At the moment no more than 30% of containers are checked in Ecuadorian ports, a process that is carried out manually or with dogs trained in the detection of narcotics. The government of President Guillermo Lasso assures that he wants to use scanners in full containers. It is assumed that 12 of these devices should already be in operation, which has not yet hpened.

Ramirez said he anticipates all ports will have scanners in operation by mid-2024. He said two ports have piloted the use of scanners to ease the transition of internal processes and train staff who will work with the machines.
The operator of the largest port in Guayaquil, Contecon Guayaquil SA., declined requests to give an interview and access to the port to The Associated Press to see existing security procedures.
In response to written questions about the measures, spokesperson Alexandra Pacheco said in a statement that the operator reached an agreement with the National Police in 2022 to, among other things, “reinforce operations at the port.” She added that the operator plans to invest about $15 million in the scanners.
The most exposed industry
Jose Hidalgo, executive director of the Ecuadorian Banana Exporters Association, said the industry faces greater exposure to drug trafficking than the export of any other commodity due to the volume of containers it uses.
““It is because of bananas that there are so many ports,” said Hidalgo. “It opens routes to other export products.”

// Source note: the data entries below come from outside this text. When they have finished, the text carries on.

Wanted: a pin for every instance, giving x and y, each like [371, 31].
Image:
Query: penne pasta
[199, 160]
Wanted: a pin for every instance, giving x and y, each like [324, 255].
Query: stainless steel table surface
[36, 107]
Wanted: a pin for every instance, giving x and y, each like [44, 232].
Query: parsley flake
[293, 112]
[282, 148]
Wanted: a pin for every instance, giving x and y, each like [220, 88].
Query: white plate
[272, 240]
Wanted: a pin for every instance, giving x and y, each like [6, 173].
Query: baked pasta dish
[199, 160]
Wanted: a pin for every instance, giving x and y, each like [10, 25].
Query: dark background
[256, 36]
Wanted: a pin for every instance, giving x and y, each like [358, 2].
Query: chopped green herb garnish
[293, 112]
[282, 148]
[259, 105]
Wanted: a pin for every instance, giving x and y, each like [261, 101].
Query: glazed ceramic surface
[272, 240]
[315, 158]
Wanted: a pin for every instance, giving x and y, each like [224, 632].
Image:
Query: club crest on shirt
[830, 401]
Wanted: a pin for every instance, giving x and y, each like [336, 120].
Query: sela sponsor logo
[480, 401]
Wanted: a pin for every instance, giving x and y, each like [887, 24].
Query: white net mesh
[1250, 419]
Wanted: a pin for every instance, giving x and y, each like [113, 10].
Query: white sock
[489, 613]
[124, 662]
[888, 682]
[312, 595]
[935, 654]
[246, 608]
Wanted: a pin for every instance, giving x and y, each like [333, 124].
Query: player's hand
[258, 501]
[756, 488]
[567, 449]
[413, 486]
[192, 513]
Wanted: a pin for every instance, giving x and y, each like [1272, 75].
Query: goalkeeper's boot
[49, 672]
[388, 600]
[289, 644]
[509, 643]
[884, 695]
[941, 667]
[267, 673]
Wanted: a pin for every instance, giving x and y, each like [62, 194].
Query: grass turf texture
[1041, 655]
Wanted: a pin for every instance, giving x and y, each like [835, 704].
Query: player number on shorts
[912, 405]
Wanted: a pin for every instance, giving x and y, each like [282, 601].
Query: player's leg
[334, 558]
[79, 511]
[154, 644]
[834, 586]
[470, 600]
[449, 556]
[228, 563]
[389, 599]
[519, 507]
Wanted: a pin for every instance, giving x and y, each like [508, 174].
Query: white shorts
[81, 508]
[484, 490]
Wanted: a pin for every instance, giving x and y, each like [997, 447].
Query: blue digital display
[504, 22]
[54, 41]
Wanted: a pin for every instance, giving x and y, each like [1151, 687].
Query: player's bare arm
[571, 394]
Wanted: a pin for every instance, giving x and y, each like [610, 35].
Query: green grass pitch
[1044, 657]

He explained that exporters invest around 100 million dollars a year in security measuresincluding surveillance cameras in the plantations, GPS monitoring on trucks and the identification of land routes that require police escort.
Complicit exporters
However, some exporters They have been accused of being accomplices or being directly involved in cocaine trafficking.
Torres, the owner of the plantation, would like these types of exporters to be expelled from the industry. But there are no regulations that can be used to revoke a company’s banana export permit when it has been repeatedly linked to drug trafficking.
“It bothers me a lot,” Torres commented. “My people work bananas, they don’t work drugs. It is a flagship product, the best in the world, and to see it stained like that.” It is unfortunate”.